A cabin staff member, called a caretaker, greeted us when we arrived. She offered an overview of everything – the gear room, the drying room, the bathrooms, our bunks, scheduled dinner time, quiet hours, etc. We dropped some gear, repacked for skiing and headed out for an afternoon tour. An hour later we were on our first peak of the trip, Chli Bielenhorn.

The snow was well within the spring cycle and the conditions on our afternoon visit were representative of what we would experience the entire trip – frozen snow in the morning and corn skiing in the afternoon.

After descending into the slushy snow, we were on the deck of the newly remodeled century-old stone cabin, having a beer, watching the sunset, and adjusting to the new surroundings and routine.

Over the next few days, we settled more into this routine. We got up early every morning, around 6 or 7 am, having breakfast, packing our gear and getting ready to ski. We usually left the hut around 7:30 am, alongside other small groups also aiming to ski down to Engelberg.

The ski tour always started with a steep climb to a pass or high pass. Then, if the weather was favorable, there was usually an option to climb a peak or two. A long descent usually followed and by early afternoon we reached our destination for the night.

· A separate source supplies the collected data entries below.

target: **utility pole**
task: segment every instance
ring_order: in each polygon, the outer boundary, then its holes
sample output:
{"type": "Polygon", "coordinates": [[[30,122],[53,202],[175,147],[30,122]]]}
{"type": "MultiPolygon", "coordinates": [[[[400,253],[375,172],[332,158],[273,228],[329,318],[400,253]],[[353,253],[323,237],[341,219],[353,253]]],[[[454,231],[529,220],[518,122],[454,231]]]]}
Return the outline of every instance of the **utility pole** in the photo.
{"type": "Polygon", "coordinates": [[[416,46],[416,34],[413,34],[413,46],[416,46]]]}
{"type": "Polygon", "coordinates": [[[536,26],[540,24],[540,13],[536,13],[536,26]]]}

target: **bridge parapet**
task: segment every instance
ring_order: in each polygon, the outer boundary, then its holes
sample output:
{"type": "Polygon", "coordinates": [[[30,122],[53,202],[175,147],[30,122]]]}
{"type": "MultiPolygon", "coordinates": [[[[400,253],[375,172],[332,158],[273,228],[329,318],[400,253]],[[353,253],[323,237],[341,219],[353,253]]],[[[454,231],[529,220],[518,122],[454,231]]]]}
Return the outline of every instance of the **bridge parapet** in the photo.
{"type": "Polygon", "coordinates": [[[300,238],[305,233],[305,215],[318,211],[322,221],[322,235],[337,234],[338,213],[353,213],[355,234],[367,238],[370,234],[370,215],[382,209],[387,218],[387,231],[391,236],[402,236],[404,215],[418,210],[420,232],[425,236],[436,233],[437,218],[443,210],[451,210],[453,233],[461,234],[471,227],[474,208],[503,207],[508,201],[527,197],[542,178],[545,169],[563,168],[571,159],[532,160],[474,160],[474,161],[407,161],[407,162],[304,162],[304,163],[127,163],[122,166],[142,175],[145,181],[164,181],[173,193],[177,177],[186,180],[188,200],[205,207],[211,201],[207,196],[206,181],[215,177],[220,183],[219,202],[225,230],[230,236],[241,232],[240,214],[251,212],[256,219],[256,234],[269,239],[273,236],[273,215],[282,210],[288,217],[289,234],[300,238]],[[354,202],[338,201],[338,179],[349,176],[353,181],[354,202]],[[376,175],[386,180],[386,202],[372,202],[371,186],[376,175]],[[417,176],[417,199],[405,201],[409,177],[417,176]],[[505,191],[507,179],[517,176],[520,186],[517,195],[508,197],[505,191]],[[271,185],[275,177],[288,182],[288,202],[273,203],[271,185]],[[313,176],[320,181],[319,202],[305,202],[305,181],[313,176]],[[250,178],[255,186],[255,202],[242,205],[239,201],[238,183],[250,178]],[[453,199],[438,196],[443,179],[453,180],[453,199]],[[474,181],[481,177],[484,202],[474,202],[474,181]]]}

We spent the afternoons settling in, drying our skins and booties, and changing from our ski clothes to our more comfortable cabin clothes. After that there was usually plenty of time to relax, have a beer, journal, read, plan for the next day, chat with other groups, etc.

As the days went by, the rhythm of the journey took over. We adapted to skiing with weight on our backs, and our pace and movement became more and more comfortable and efficient.

We also got to know the others who cross with us. The two Swedes from Stockholm were relaxed and often laughed at something. Two young German buddies always started early, aiming for important skiing goals. Not far behind them were two college students and aspiring guides from the Geneva region every day. They were always optimistic and excited. The Urner was their first ski crossing of the Alps.

There was also a second group of Swedes, two couples. Like us, they had many years under their belt and were quite laid back in their pace and attitude – treating it like a vacation, just like us.

You might hear four or five languages ​​in conversations in the dining room at any time. Yet everyone also spoke English to some degree, and there were always questions about skiing in Colorado.

We crossed passes and peaks with foreign names like the Winterlücke, the Lochberg, the Fünffingerstöck and the Sustenhorn, which at 3,502 meters (11,490 feet) was the highest point of the trip.

On the morning of the fifth day we left the Sustli Hut and climbed a peak called Grassen. Two thousand meters below, we could see the lush green valley that led to Engelberg, our final destination. We took some pictures and said our goodbyes to everyone. After this descent, we would all go our separate ways.

Christy and I stayed at the top of Grassen for a while, enjoying it all, watching the others descend, each group at their own pace. We were grateful for the five days of good weather, without which we might not have been able to complete this whole route successfully. The favorable conditions also allowed us to climb nearby peaks every day – six new peaks in all.

All that was left was nearly 4,500 vertical feet of skiing. We took our time, enjoying the corn snow which got better as we descended. Arrived at the end of the snow, a little above the bottom of the valley, we continued on foot.

There was a lot to process as we descended to the valley floor through the postcard-like green and vibrant Swiss mountainside.

What a fun way to arrive in a new city. What a memorable adventure to end the ski season. But the main thought that crossed our minds – after a few years of restricted travel, we were back on a remote, feel-good skiing adventure.